Now I love a good mystery thriller as much as the next man…or woman. But this movie wants to be more than just a brainteaser. It wants to be profound. It thinks it’s probing some deep philosophical terrain, about knowledge and experience, about the nature of good and evil. Are all men potentially bad? Who are we really? Are we born with our true natures, or does experience mold us? Can we really change who we are? And if we can, are we also able to change back? Did we really change or was it just the smell of a woman’s neck that made us think we could change?

So we start with five unconscious men locked up in an abandoned warehouse. Due to the magic of movies and chemicals in tanks that can accidentally seep out in dangerous quantities, these men have lost their memories. All they know when they wake up is that they’re bloodied from fighting, two of the men are tied up, one of whom has been shot. Who are the bad guys and who are the good guys? We can assume that Jim Caviezel, the lead amnesiac, is a good guy because he once was Jesus Christ. But wait. Maybe, just maybe he is not Jesus Christ this time, just like Greg Kinnear may not be…well, you never know with Kinnear. He may look like a straight-laced suburban dad, but his career choices make you think anything is possible.

We soon find out that two of the guys are wealthy corporate executives who are victims of a kidnapping. This is where the guessing game becomes completely surreal. “Unknown” wants to play with our preconceived notions, our cultural biases, our media-honed images of male stereotypes, so that the guys who look like thugs may turn out to be high-powered corporate executives, and the guys who look like….well, there are only two who look like they could pass as corporate execs, but they both act like thugs. In fact, the characters all act suspiciously alike most of the time. I wonder if that’s a conscious decision or just bad writing. I mean, maybe all men, when they lose their memories, become thuglike.

So what we have here is a mystery thriller that has somehow become a movie about men, or men who act like thugs. Men stripped down to the very essence of maleness. These men don’t look in the mirror and primp. They look in the mirror and retch. They keep their thoughts to themselves. They play their hands close to their chests. They sweat and swear and beat each other up. And then they realize they need each other to get out of the mess they’re in, and then, oh lordy, the male bonding begins. It’s the Dirty Dozen all over again.
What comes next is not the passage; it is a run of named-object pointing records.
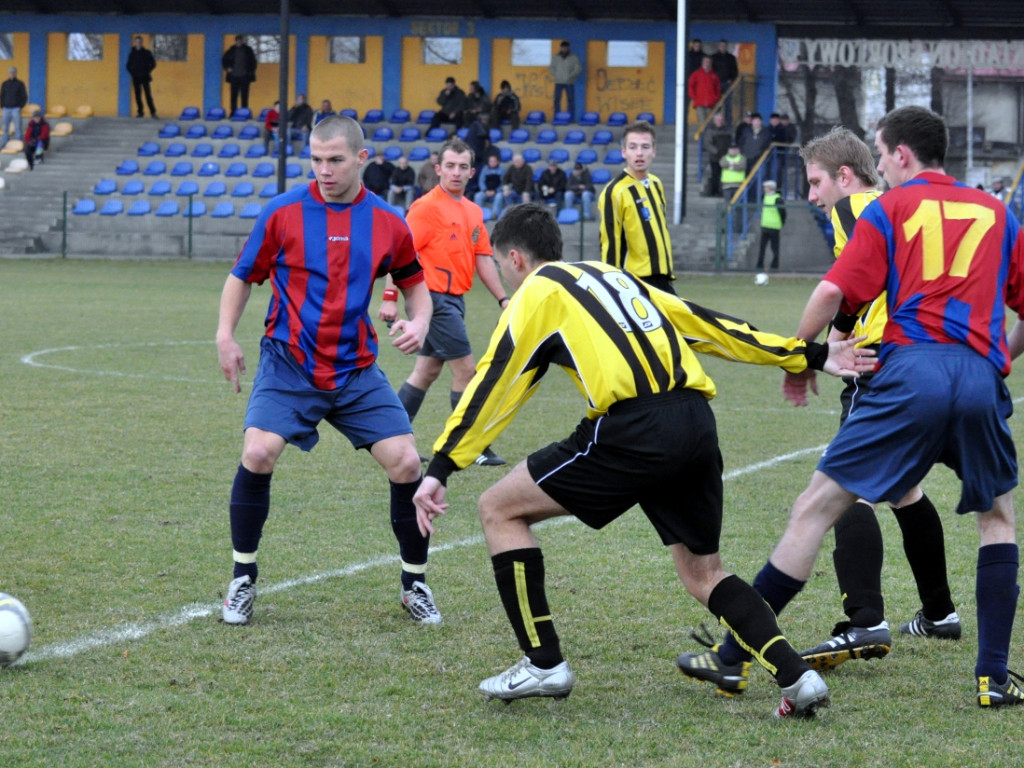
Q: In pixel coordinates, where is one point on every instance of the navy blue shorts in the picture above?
(366, 409)
(929, 403)
(657, 451)
(446, 339)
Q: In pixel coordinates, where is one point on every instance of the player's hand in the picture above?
(795, 386)
(232, 361)
(388, 311)
(429, 501)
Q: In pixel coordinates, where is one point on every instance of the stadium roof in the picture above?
(872, 18)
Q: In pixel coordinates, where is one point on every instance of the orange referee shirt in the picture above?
(449, 235)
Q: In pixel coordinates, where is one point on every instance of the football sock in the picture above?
(926, 551)
(249, 508)
(519, 576)
(412, 398)
(857, 557)
(777, 589)
(753, 624)
(413, 546)
(995, 593)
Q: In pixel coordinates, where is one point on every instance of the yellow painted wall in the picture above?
(356, 86)
(264, 91)
(422, 82)
(76, 83)
(626, 89)
(175, 84)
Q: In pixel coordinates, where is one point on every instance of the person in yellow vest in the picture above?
(772, 218)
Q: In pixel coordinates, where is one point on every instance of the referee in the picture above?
(629, 349)
(634, 230)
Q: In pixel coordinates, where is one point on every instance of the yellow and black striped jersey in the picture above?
(871, 321)
(615, 336)
(634, 229)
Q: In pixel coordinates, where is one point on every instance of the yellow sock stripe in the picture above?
(528, 620)
(759, 655)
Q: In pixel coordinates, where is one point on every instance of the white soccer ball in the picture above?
(15, 629)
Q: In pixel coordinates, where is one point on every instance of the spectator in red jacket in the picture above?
(704, 89)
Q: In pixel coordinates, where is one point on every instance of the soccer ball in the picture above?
(15, 629)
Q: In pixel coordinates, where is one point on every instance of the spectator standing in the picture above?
(239, 64)
(506, 107)
(140, 65)
(401, 189)
(565, 70)
(452, 101)
(377, 175)
(579, 185)
(13, 97)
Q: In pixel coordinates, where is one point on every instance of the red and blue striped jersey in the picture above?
(950, 259)
(322, 259)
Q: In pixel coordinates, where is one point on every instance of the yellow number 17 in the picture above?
(929, 219)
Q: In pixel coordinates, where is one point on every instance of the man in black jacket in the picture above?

Towards the middle of the movie, I stepped out of the narrative for a moment and found that I was deriving some visceral pleasure from watching these big, mean, sweaty, testosterone cases yelling at each other. Then I wondered if male viewers do the same. Then I wondered if I really knew men at all? Then I realized, THAT is what the film is about—the Unknown.

As for women, everybody knows we’re bad news, at least in the mystery genre. And as a woman, I don’t have a problem with you guys making my gender the propagator of evil. I loved “Double Indemnity” just as much as the next man…or woman. But if you’re going to go around blaming a woman for everything, the least you could do is give her character some depth, instead of making her into some cardboard cut-out you tack onto the ending just to tie up the mess you made.